CHAPTER XXXII.
This is a cold age of a cold world. Not more than one man or woman, in many, many thousands can sympathise with--nay, can conceive the warm, the ardent love which existed between the two young hearts new separated. But it must be remembered that theirs was an age and a land of passion; and where that passion did not lead to vice and crime, it obtained sublimity by its very intensity.
It may be asked if such feelings were not likely to be evanescent--if time, and absence, and new objects, and a change of age would not diminish, if not extinguish the love of youth. Oh, no! Both were of firm and determined natures; both clung long and steadily to impressions once received; and yet, when they next met, how changed were both!

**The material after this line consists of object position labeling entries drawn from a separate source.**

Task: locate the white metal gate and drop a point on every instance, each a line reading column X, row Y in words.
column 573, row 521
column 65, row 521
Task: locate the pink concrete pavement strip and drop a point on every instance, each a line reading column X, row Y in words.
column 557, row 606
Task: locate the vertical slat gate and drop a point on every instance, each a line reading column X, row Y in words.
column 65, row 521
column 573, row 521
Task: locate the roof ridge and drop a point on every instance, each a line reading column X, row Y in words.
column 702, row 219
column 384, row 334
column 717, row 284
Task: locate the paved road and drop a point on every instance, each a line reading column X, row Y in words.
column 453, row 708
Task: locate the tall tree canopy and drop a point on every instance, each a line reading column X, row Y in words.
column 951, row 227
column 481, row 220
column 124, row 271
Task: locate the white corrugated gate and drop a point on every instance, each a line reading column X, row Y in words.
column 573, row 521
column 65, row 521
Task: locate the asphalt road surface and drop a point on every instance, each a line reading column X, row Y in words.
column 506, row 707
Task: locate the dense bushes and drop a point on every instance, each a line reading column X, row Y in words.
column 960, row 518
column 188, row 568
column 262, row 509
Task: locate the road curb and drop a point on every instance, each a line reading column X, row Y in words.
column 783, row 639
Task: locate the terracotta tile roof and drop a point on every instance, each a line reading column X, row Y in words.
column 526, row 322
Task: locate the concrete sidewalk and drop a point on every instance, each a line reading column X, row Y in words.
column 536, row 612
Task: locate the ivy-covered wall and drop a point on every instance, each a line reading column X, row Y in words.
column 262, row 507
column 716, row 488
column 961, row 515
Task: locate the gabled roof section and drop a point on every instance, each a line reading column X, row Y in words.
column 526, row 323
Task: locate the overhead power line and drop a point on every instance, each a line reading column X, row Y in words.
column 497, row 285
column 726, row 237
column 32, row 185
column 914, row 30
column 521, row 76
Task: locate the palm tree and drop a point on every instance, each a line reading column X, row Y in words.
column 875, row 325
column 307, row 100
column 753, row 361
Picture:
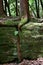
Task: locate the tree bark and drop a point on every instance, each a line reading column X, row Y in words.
column 1, row 8
column 24, row 8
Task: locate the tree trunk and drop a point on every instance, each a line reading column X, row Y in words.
column 24, row 8
column 1, row 8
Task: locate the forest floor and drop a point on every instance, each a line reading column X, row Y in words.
column 39, row 61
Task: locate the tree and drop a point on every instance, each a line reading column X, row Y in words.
column 1, row 8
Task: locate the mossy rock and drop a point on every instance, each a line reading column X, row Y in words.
column 8, row 50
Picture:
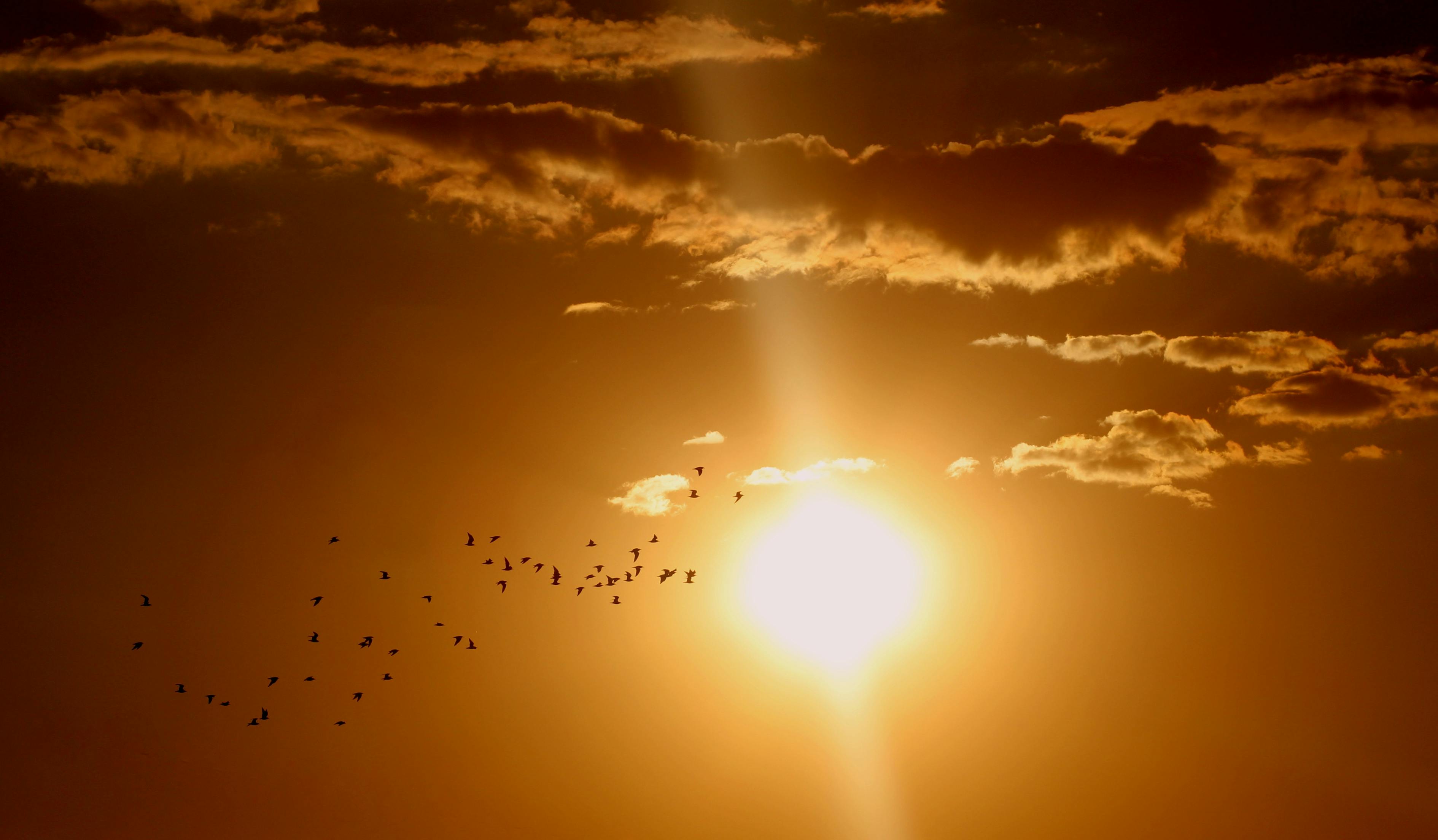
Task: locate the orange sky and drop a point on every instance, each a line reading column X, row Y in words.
column 1121, row 315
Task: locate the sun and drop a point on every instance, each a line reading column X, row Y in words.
column 832, row 583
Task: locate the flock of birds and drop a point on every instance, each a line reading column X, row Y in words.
column 597, row 576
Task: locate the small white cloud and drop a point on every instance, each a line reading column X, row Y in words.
column 817, row 471
column 651, row 497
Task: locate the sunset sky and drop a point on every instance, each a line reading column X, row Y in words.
column 1078, row 364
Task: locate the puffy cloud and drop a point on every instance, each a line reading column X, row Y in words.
column 1368, row 452
column 651, row 497
column 1272, row 353
column 814, row 473
column 562, row 46
column 1341, row 396
column 596, row 307
column 202, row 11
column 1312, row 158
column 1142, row 449
column 904, row 9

They were destined to be separated far longer than they anticipated, and to show what was the reason and nature of the change they underwent, it would be necessary to follow briefly the course of each till the youth had become a man and the young girl a blossoming woman.
When Lorenzo reached Pisa with his little band, he found the army of the King of France about to march; indeed, the vanguard had already gone forward. In the retreat, however, the corps of men-at-arms to which he was attached brought up the rear, and thus he was spared the horror of seeing the butchery committed by the Swiss infantry at Pontremoli.

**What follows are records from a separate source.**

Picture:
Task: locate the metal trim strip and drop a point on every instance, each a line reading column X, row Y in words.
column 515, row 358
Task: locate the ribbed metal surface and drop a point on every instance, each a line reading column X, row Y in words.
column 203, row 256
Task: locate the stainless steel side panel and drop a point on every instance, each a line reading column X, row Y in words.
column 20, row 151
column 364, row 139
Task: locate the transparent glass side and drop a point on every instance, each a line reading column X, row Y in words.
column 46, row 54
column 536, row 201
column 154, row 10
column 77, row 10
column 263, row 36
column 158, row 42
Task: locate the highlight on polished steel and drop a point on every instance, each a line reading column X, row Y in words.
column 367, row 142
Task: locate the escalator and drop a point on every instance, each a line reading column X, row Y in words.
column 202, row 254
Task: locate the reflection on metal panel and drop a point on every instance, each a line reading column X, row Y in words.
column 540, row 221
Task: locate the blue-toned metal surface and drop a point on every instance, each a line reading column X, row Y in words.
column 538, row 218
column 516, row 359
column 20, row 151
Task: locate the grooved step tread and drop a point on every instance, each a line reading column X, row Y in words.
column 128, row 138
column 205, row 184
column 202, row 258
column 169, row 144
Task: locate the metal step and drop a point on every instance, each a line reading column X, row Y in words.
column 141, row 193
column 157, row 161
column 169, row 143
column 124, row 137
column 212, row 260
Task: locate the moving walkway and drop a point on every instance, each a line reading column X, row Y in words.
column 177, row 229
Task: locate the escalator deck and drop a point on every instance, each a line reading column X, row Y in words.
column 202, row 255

Riding slowly on by the side of his commander and friend, De Vitry, he conversed with him from time to time, but with thoughts far away and an insurmountable sadness of spirits. Indeed, the elder was full of light and buoyant gaiety; the younger was cold and stern. The cause was very plain; the one was leaving her whom he loved, the other approaching nearer every day to the dwelling of Blanche Marie. Many a danger and difficulty, however, hung upon the path before them. Hourly news arrived of gathering troops and marching forces, of passages occupied, and ambuscades; and at length, in descending from the Apennines towards the banks of the Taro, near its head, the scouts brought in intelligence that the allied forces were encamped at Badia, determined to oppose the passage of the river. It soon became evident that a battle must be fought somewhere between the small town of Fornovo and Badia, and the great numerical superiority of the confederate army rendered the chances rather desperate for France. With the light-hearted courage of the French soldier, however, both men and officers prepared for the coming event as gaily as for a pageant, but the lay and clerical counsellors of the king saw all the dangers, and lost heart. Again they had recourse to negotiation, and the confederate princes, with cunning policy, seemed willing for a time to sell, for certain considerations, a passage towards Lombardy to the King of France. They knew that Fornovo, where he was encamped, could only afford a few days' supply of provisions, and there is every reason to believe that they hoped, by delaying decision from day to day, to starve the royal army into a surrender. The king's counsellors might perhaps have been deceived; but his generals saw through the artifice, and it was determined at length to force the passage of the Taro.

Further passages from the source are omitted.